I want to extend one thing, though: they’re no longer sending billing data to *anyone*, including Microsoft HealthVault.

One thing’s become clear to me this week, from things others have written to me: what we discovered in this exercise has only scratched the surface.

DO NOT BLAME THIS ON BETH ISRAEL DEACONESS. It’s systemic, it’s everywhere. I work with data in my day job, and I can tell, the entire healthcare culture lacks the kinds of strictly enforced data quality processes that exist in other industries.

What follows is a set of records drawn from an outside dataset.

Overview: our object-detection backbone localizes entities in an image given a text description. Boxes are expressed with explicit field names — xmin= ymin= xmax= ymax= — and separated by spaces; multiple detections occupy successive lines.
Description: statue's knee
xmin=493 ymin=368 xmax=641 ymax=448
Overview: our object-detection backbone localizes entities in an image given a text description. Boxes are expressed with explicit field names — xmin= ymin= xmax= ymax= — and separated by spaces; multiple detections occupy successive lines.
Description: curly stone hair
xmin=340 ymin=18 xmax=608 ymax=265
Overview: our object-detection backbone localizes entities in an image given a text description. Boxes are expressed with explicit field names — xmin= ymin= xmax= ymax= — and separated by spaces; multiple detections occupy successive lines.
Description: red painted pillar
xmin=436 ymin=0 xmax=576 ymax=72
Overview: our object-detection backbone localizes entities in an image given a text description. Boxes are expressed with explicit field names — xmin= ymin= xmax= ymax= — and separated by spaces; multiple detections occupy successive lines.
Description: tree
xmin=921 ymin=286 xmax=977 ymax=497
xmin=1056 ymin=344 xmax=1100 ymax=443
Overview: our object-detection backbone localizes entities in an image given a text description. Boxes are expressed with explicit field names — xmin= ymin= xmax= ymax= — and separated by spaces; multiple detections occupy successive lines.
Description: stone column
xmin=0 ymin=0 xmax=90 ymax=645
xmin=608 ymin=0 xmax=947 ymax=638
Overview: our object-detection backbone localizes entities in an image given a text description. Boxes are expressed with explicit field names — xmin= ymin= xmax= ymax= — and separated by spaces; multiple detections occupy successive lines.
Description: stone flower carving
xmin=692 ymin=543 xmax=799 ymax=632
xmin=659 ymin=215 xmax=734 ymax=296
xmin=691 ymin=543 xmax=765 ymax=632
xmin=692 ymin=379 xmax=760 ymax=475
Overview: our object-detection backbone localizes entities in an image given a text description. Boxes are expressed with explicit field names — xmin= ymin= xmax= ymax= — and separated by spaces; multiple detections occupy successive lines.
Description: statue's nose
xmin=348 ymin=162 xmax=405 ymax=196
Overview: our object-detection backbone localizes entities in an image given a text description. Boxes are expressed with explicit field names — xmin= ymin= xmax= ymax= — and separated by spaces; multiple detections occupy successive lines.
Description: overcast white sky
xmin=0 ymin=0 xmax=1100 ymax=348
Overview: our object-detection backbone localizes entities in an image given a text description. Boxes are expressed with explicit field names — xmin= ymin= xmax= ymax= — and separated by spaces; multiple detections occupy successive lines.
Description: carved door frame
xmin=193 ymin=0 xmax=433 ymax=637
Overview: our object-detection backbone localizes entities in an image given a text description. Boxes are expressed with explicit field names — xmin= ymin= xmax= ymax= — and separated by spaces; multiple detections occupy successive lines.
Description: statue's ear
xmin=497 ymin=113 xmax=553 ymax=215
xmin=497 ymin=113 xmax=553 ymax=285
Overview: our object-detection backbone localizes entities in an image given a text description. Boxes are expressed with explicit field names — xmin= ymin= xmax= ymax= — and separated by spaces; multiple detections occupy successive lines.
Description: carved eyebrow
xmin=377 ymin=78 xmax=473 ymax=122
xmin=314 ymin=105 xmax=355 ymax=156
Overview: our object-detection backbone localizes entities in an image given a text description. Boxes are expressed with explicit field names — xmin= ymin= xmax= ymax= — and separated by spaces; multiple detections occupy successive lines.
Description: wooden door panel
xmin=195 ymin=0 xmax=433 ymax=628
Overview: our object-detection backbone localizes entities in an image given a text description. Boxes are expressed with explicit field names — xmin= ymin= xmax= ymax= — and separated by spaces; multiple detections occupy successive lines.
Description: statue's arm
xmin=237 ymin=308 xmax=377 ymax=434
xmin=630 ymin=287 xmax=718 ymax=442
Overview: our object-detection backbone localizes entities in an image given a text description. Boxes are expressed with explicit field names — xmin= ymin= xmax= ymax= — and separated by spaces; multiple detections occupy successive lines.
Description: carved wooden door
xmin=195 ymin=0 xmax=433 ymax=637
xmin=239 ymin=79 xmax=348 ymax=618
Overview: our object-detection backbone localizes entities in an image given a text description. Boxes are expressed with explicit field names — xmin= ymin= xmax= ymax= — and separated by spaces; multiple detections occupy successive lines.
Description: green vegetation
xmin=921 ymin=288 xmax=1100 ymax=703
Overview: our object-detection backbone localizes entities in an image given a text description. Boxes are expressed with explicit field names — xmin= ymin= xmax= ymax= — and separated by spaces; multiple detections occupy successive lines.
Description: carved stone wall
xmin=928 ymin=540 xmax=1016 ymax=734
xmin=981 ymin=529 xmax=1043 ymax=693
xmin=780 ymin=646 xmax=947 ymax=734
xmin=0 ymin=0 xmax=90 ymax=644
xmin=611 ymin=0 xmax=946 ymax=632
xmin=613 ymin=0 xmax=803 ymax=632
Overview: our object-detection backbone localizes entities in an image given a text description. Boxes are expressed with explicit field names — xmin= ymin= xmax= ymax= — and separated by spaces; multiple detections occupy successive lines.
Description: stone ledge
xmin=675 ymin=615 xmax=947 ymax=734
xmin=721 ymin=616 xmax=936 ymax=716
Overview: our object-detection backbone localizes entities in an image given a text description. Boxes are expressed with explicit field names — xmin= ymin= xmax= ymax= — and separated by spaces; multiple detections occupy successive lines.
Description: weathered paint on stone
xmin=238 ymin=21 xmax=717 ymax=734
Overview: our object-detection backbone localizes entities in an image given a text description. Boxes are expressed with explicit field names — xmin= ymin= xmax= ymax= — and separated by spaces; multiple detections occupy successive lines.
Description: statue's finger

Any system will naturally accumulate garbage data unless there are strict controls on who gets to change what, and a history of who DID change what. And from what EVERYONE has been telling me, medical records systems today lack those controls. So we have a clean-up task ahead of us and we just need to get started.

There may be exceptions (please share them with me!) but my baseline assumption is that every shred of information in our online records needs to be verified before we can use it going forward. It’d cost WAY too much for any hospital to do that, but you can. And you better, or your record might show (as mine did) that I’m a woman with migraines who had a stroke in the past.

Yes, my record contains (or contained) statements of all those things. My record is 98% accurate, but it also says all those things.

What’s in YOUR wallet, medically speaking?


A lot of people are saying a lot of things about this subject. Let me make clear, I personally have only one agenda: to empower, equip and enable engaged patients to get control of, and be responsible for, their medical records.

That is a fundamental part of playing an active role in participatory medicine.